14: ◆Xz5sQ/W/66[saga]
2017/08/05(土) 05:08:33.39 ID:DkEnKQtk0
「あっ」
その画面には、メールが一件。差出人はプロデューサー。
「恵美、ちょっとゴメン」
「おっと浮気ー?」
「もう! そんなんじゃないってば」
からかう恵美をあしらって、開いたメールを確認する。内容は琴葉に向けた労いの文面。
彼女の方も環がプールを堪能したこと、思わぬ偶然の出会いから、予定以上にみんなが休日を楽しんだこと。

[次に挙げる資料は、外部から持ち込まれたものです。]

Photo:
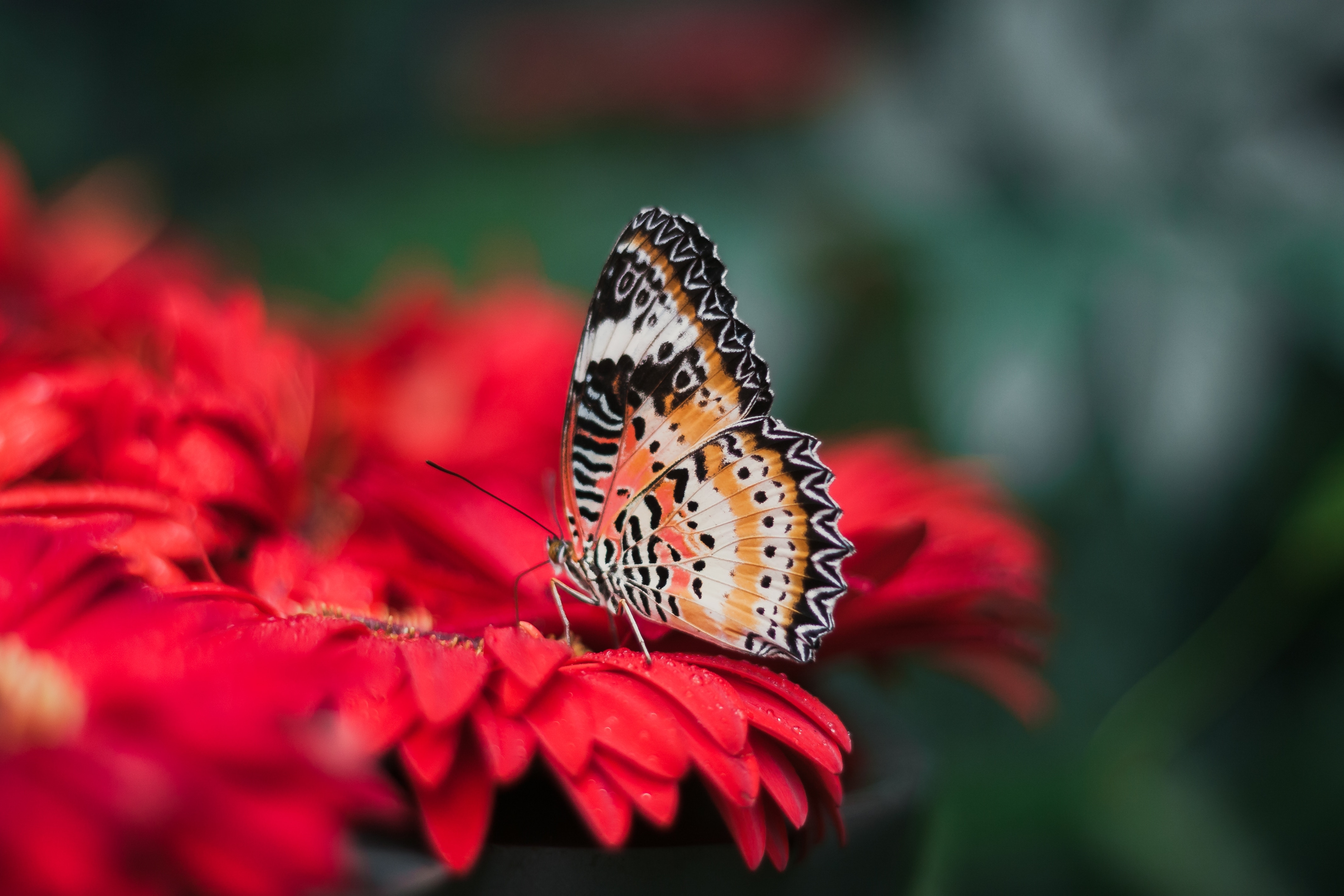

それらを簡潔な文章でまとめて綴り、送信ボタンを押そうとした直前で……
携帯を操作する指を止め、琴葉が少し考え込む。
「……ねぇ恵美」
「ん、なーに?」
「夏って、何か嬉しいことが起きそうな……そんな季節だと思わない?」
恵美がキョトンとした顔になる。
「なに? アバンチュールとかの話?」
「そういうことじゃないけど……。サプライズ的な?」
「まっ、よく分かんないけど楽しい季節ではあるんじゃない? ほら、『待ちに待ってた』とかつくし」
「やっぱり? そうよね!」
「冬にもつくけどっ♪」
「……台無しよ」
苦笑しながら、琴葉は改めて編集したメールを送信した。
プールで撮ったみんなの写真。その中から選んだ数枚を添付したとっておきの一通が、
仕事に疲れたプロデューサーに爽やかな憩いをもたらすようにと願いを込めて。